In classic noir fashion, Cloud opens up with a series of sequences showing that Ryosuke isn’t a great human being and that all of his torment to follow could simply be a case of reaping what he’s sown. Kurosawa (Pulse, Wife of a Spy, Tokyo Sonata, Cure) starts things off quietly, often setting scenes in simplistic rooms and spaces where people converse one on one in measured tones, even about things that are deeply bothering them. There’s a cold calculation to Cloud in the early going befitting of a character who makes a living by keeping distance between himself and his customers. Ryosuke has made money by being impersonal, caring more about numbers and the bottom line than personal details and ethics. At one well written and emotionally telling point, Ryosuke’s assistant asks if a bunch of designer handbags that are going up for sale are authentic or counterfeit, and his boss says that he doesn’t know and doesn’t care. He prefers anonymity and vagueness, and so too do many of his customers.
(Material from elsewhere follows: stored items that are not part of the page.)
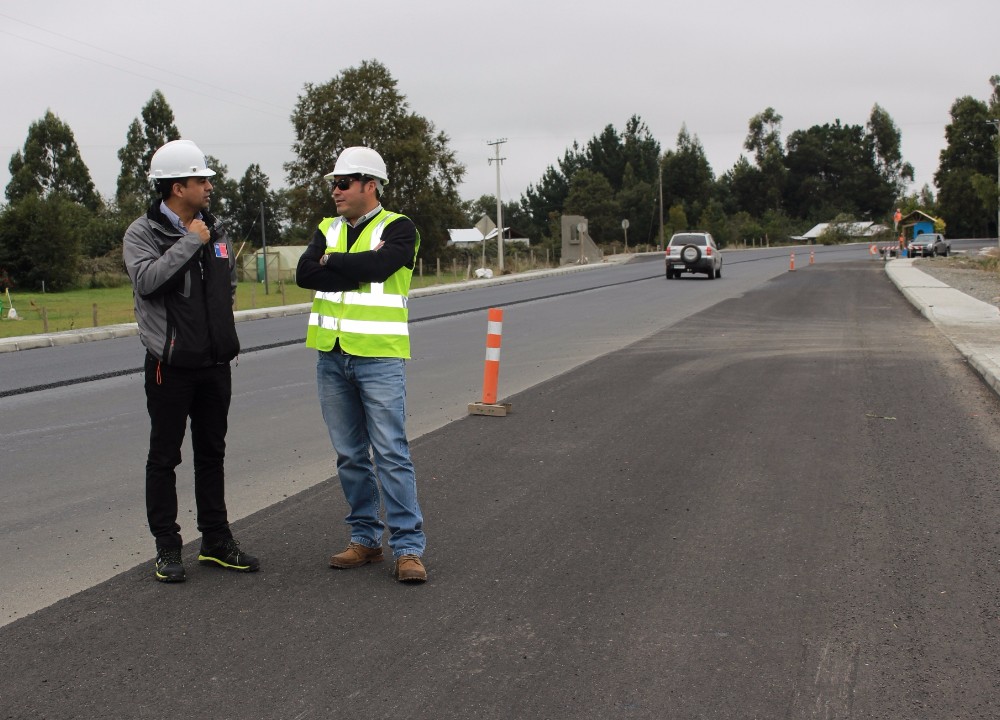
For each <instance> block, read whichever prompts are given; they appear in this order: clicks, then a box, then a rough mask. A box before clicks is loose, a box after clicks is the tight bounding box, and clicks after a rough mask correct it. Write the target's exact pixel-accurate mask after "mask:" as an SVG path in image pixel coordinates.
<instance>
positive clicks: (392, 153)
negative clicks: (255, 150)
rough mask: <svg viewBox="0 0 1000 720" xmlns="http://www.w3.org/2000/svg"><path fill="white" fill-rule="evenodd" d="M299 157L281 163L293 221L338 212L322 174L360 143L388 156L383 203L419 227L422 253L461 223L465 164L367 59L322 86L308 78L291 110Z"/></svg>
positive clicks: (314, 222) (420, 251)
mask: <svg viewBox="0 0 1000 720" xmlns="http://www.w3.org/2000/svg"><path fill="white" fill-rule="evenodd" d="M292 125H293V129H294V132H295V142H294V143H293V145H292V149H293V150H294V152H295V155H296V159H295V160H293V161H291V162H288V163H286V164H285V171H286V172H287V173H288V182H289V184H290V185H291V186H292V187H293V188H294V189H293V192H292V193H291V200H290V208H289V212H290V215H291V218H292V221H293V222H296V223H301V224H304V225H309V226H312V227H314V226H315V225H316V224H317V223H318V222H319V220H320V218H322V217H324V216H331V215H333V214H335V212H336V208H335V205H334V204H333V198H332V197H331V195H330V185H329V183H328V182H327V181H326V180H324V179H323V176H324V175H325V174H327V173H329V172H330V171H331V170H332V169H333V165H334V161H335V159H336V157H337V155H338V154H339V153H340V151H341V150H343V149H344V148H345V147H350V146H353V145H365V146H368V147H372V148H374V149H376V150H377V151H378V152H379V153H380V154H381V155H382V157H383V158H384V159H385V161H386V165H387V167H388V171H389V172H388V174H389V184H388V185H387V186H386V189H385V194H384V197H383V204H384V205H385V206H386V207H389V208H392V209H394V210H398V211H399V212H402V213H404V214H406V215H407V216H409V217H410V219H412V220H413V222H414V223H416V225H417V228H418V229H419V230H420V233H421V248H420V253H421V255H423V256H425V257H436V256H437V254H438V253H440V252H441V251H442V249H443V248H444V246H445V245H446V243H447V238H448V234H447V229H448V228H453V227H460V226H461V223H462V210H461V199H460V198H459V196H458V185H459V183H460V182H461V180H462V178H463V177H464V175H465V167H464V166H463V165H462V164H460V163H459V162H458V160H457V159H456V156H455V153H454V151H453V150H451V148H450V147H449V138H448V136H447V135H446V134H445V133H443V132H439V131H438V130H437V129H436V128H435V126H434V124H433V123H432V122H431V121H429V120H427V119H426V118H424V117H421V116H420V115H416V114H414V113H412V112H410V110H409V105H408V103H407V101H406V98H405V96H404V95H403V94H402V93H400V92H399V90H398V89H397V87H396V80H395V79H394V78H393V77H392V75H391V74H390V73H389V71H388V69H387V68H386V67H385V66H384V65H382V64H381V63H379V62H378V61H374V60H372V61H364V62H362V63H361V65H360V66H359V67H357V68H348V69H347V70H344V71H343V72H341V73H340V74H339V75H337V76H336V77H334V78H333V79H332V80H330V81H329V82H327V83H325V84H322V85H314V84H312V83H306V85H305V90H304V92H303V94H302V95H300V96H299V98H298V101H297V103H296V105H295V109H294V111H293V113H292Z"/></svg>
That is, until those anonymous threats and scary situations start to increase and become less anonymous and more specific. Ryosuke’s lifestyle change also adds to his stresses as he was able to maintain a low profile in the city; not so much in the suburbs, where the locals tend to frown upon shady outsiders. Through the slow build, Kurosawa is able to examine the modern day economy and particularly how many young people have been forced to engage with it. Cloud is a story about a hustler. He doesn’t trade in sex or illegal substances, but when things go wrong, the aggrieved customer or a betrayed partner could have a similarly violent reaction. In an age where so many reselling websites advertise themselves as being “the perfect side hustle,” Cloud uses those promises of fast and easy cash for cautionary purposes. Not every deal is one worth taking.

Kurosawa – a filmmaker adept at milking shadows and misdirection for all their worth – keeps Cloud on an upward trajectory throughout. Creepy people lurk menacingly, power outages come at suspicious times, things get thrown through windows, and there’s a particular love for booby traps throughout, something that extends nicely into Kurosawa’s more conventionally entertaining climax. Cloud weaves a hypnotic hold over the viewer, making them invest in the situation and the eventual action packed payoff, even if they have their doubts about the characters and their intentions. That doubt is the point, especially when dealing with people who live (and die) by the internet.

Cloud opens in select Canadian theatres on Friday, July 18, 2025, including TIFF Lightbox in Toronto, Metro Cinema in Edmonton, The Cinematheque in Vancouver, and Dave Barber Cinematheque in Winnipeg.